Fringe: Série de ficção científica evolui drasticamente em suas temporadas

Descubra como a aclamada série de ficção científica Fringe evoluiu drasticamente de seu formato episódico inicial para uma narrativa serializada complexa.

A década de 2000 e 2010 foi repleta de séries originais de ficção científica de grande orçamento. Embora fossem um misto, Fringe se destacou como uma das melhores. A série, um dos projetos de J.J. Abrams, surpreende pela qualidade, especialmente considerando a transformação massiva que sofreu ao longo de sua exibição.

Fringe acompanha a Divisão Fringe do FBI, onde um grupo de agentes investiga ocorrências bizarras e aparentemente inexplicáveis. Eles descobrem que esses eventos estranhos estão ligados à existência de universos paralelos. Apesar de sua premissa única, a série infelizmente obteve baixa audiência, mas conquistou um público fiel nos anos seguintes.

Fringe: Transformação radical da primeira à última temporada

Joshua Jackson e Georgina Haig em Fringe
Joshua Jackson e Georgina Haig em cena de Fringe.

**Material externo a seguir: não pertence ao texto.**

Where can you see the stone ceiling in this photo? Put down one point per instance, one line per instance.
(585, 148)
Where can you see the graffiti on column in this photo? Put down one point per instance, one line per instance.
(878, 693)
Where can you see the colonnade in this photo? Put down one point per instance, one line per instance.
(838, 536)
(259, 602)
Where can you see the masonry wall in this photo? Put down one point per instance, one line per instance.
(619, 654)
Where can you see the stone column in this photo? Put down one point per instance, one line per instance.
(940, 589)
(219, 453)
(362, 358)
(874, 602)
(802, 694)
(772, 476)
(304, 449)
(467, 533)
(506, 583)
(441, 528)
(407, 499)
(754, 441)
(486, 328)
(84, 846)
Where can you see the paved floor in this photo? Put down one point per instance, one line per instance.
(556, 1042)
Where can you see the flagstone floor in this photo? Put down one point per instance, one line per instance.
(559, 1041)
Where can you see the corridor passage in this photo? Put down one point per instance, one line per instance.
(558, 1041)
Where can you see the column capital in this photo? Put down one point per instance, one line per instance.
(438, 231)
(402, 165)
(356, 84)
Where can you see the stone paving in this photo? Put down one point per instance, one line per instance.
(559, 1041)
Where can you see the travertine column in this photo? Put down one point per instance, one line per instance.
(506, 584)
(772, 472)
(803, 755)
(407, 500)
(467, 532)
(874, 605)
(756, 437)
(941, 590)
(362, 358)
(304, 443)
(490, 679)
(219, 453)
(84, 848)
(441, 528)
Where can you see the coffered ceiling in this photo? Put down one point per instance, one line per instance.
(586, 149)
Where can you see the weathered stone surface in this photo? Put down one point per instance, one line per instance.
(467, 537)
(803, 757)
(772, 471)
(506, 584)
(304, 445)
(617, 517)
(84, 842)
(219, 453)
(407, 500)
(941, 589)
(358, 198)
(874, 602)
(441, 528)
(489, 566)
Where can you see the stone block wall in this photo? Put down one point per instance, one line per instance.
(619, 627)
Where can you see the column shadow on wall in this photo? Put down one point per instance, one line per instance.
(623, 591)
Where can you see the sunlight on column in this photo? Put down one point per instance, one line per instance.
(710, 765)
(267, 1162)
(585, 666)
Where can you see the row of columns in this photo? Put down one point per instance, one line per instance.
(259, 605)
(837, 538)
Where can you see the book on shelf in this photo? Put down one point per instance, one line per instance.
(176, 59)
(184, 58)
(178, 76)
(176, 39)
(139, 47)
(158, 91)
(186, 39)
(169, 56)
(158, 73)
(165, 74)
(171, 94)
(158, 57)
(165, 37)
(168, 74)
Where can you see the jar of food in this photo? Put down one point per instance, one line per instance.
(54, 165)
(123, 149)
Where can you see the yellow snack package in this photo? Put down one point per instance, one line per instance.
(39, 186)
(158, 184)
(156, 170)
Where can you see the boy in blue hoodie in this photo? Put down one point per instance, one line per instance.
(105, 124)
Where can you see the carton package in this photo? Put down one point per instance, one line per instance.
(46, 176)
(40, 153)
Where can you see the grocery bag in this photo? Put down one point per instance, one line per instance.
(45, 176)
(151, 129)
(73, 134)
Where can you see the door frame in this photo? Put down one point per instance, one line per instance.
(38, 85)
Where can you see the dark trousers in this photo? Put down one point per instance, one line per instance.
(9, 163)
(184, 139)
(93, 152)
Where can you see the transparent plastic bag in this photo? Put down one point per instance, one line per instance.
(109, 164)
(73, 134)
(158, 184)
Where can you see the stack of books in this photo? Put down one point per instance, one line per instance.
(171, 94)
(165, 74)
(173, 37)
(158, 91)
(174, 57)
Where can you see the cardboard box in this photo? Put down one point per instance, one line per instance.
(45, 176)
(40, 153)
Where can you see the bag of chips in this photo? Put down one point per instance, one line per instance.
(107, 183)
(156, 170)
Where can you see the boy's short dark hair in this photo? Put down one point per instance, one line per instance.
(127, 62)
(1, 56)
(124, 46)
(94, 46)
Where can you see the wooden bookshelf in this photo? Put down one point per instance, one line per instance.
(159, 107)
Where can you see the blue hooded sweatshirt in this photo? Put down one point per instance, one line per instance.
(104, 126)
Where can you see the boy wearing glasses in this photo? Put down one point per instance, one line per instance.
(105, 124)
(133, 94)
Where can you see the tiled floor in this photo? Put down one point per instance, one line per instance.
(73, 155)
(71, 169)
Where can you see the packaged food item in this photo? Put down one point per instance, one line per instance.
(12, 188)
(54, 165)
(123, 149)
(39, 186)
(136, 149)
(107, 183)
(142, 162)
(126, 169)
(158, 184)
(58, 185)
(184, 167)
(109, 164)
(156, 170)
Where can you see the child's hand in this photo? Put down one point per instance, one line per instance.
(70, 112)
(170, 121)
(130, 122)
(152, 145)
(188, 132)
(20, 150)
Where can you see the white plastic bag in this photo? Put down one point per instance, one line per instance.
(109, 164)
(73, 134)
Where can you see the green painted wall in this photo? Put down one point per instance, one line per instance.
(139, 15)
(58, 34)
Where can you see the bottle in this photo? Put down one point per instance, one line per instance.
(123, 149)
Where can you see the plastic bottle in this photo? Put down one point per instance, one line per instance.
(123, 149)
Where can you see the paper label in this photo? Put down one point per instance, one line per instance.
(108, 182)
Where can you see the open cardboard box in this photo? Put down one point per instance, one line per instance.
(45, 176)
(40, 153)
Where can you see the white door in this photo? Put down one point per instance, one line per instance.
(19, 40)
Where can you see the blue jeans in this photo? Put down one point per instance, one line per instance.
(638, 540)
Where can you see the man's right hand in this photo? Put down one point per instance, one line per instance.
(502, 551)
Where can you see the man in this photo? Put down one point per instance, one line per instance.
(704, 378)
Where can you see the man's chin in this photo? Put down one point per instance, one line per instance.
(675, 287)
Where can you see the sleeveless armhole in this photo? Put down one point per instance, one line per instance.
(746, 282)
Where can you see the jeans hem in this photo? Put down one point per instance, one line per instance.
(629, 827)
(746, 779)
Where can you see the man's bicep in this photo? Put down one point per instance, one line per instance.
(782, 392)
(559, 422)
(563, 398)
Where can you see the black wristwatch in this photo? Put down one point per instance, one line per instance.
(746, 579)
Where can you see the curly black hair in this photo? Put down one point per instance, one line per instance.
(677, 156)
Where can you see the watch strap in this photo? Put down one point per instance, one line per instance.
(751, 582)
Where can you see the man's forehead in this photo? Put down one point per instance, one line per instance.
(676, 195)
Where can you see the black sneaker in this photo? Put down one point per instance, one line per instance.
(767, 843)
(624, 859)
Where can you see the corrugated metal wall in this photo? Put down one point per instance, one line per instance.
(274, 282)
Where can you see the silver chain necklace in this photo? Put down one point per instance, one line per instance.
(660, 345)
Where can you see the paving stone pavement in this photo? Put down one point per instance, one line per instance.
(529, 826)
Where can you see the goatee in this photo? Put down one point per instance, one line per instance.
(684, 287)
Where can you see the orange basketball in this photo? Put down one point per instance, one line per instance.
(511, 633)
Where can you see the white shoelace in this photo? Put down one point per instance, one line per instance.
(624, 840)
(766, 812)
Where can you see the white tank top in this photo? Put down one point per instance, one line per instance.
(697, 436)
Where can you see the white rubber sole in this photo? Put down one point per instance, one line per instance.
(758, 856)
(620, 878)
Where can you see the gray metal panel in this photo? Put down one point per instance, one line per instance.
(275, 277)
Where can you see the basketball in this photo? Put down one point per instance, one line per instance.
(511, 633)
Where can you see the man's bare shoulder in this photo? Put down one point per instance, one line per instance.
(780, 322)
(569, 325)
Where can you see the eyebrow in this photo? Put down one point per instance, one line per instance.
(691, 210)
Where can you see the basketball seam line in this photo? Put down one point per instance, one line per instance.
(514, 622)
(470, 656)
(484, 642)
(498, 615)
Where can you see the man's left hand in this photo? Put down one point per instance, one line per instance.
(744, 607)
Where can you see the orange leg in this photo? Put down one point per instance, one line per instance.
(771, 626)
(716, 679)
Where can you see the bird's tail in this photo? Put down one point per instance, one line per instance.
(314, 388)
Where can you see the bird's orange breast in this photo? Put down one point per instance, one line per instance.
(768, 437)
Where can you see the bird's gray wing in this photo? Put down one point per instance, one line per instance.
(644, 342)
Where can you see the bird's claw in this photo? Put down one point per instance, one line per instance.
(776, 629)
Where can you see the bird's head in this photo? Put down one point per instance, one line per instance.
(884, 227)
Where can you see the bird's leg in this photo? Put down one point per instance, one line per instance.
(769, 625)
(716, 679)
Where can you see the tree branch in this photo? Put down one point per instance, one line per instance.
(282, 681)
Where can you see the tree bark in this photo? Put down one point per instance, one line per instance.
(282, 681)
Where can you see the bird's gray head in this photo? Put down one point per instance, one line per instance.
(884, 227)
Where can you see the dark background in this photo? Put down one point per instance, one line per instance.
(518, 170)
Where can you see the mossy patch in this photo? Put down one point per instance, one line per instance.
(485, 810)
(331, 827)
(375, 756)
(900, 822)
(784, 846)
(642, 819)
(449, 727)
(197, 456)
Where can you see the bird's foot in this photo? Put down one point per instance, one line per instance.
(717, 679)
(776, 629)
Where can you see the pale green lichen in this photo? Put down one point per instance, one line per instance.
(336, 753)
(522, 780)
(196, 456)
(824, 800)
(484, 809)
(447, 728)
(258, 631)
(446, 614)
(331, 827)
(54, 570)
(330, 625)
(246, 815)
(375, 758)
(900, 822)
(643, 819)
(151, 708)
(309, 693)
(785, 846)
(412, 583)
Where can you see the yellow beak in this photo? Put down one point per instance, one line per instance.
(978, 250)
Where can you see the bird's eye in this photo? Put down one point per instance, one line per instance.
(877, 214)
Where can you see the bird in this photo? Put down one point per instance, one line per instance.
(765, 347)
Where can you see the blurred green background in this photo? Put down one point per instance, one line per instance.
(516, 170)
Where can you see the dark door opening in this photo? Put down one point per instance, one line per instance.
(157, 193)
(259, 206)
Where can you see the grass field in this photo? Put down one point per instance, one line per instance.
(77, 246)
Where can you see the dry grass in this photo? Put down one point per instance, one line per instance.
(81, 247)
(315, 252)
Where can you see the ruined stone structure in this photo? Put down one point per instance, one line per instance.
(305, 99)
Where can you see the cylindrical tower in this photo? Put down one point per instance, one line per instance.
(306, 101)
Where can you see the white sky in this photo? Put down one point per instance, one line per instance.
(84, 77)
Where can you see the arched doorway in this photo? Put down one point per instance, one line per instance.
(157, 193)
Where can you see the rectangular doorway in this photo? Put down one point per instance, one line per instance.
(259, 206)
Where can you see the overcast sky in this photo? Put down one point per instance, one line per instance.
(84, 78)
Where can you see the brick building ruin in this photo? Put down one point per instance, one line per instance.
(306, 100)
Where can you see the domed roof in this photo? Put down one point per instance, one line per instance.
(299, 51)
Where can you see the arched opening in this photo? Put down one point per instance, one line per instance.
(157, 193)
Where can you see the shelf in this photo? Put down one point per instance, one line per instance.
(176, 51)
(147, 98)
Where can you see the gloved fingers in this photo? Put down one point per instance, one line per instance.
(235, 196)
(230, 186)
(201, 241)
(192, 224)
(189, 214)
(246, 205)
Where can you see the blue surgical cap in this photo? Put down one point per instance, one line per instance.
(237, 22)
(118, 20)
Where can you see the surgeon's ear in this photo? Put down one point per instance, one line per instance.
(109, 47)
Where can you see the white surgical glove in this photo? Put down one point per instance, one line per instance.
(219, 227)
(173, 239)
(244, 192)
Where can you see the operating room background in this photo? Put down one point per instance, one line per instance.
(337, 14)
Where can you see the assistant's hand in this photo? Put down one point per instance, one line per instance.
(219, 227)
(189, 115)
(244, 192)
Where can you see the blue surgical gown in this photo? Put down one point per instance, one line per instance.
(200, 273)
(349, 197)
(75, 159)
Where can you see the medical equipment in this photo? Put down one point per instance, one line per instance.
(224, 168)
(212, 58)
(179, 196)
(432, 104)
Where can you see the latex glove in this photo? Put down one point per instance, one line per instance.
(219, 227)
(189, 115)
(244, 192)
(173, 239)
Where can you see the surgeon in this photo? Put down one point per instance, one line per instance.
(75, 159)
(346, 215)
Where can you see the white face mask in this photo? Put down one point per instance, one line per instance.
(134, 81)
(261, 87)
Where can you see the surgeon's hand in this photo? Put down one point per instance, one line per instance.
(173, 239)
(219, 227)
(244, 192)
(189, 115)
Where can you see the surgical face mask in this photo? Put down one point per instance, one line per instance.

A maioria dos episódios de Fringe apresentava uma história única, mas o aspecto mais notável da série é como ela mudou completamente de sua primeira para sua última temporada. A primeira temporada de Fringe era comparável a séries como The X-Files ou The Twilight Zone, com um estilo de narrativa de mistério semanal. Embora muitas histórias acabassem se conectando ao conceito de universos paralelos, Fringe focava principalmente em narrativas episódicas em vez de arcos serializados.

No entanto, isso mudou com o avanço de Fringe. Em temporadas posteriores, a série contou uma história abrangente envolvendo uma guerra entre os dois universos, um dispositivo do juízo final e viagens no tempo. Em vez de focar em pequenos mistérios independentes, Fringe passou a se dedicar à construção de mundo, buscando angariar uma base de fãs dedicada a teorias, semelhante a Lost.

Fringe nunca retornou completamente às suas origens episódicas, com cada temporada mais focada no desenvolvimento da narrativa central do que a anterior. Embora isso tenha sido ótimo para os fãs de Fringe que se concentravam na lore da série, pode ter afastado alguns fãs que apreciavam a narrativa episódica da primeira temporada. Contudo, essa mudança estilística é o que Fringe representa.

Qualidade consistente em todas as temporadas de Fringe

Walter e Henriette Bishop em Fringe
Walter e Henriette Bishop em cena de Fringe.

Embora o estilo de narrativa de ficção científica de Fringe tenha mudado bastante, a série conseguiu manter uma qualidade incrivelmente consistente. A primeira temporada é frequentemente considerada a mais fraca, com cada instalação posterior sendo mais bem recebida do que a anterior. As temporadas 3, 4 e 5 são aclamadas como o auge da série, com fãs apontando melhorias em relação às duas primeiras temporadas.

Ainda assim, Fringe detém uma pontuação de 91% no Rotten Tomatoes para a série como um todo. Apesar de sua recepção cada vez mais positiva à medida que a série avançava, Fringe foi movida para um horário de sexta-feira na Fox durante a terceira temporada. Embora as exibições de sexta-feira geralmente tenham um impacto negativo nas séries, Fringe sobreviveu por mais duas temporadas.

A qualidade consistente prova que, embora Fringe tenha sido uma aposta ousada, valeu o risco. A construção de mundo e a lore são o que tornam Fringe especial, permitindo que seja uma experiência única que não é exatamente The X-Files ou Lost, abrindo caminho para um público cult. Devido à sua base de fãs leal, Fringe foi expandida para outras mídias, como romances e uma breve série de quadrinhos. Para aqueles interessados em conferir Fringe, todas as cinco temporadas da série de ficção científica estão disponíveis para streaming no Hulu.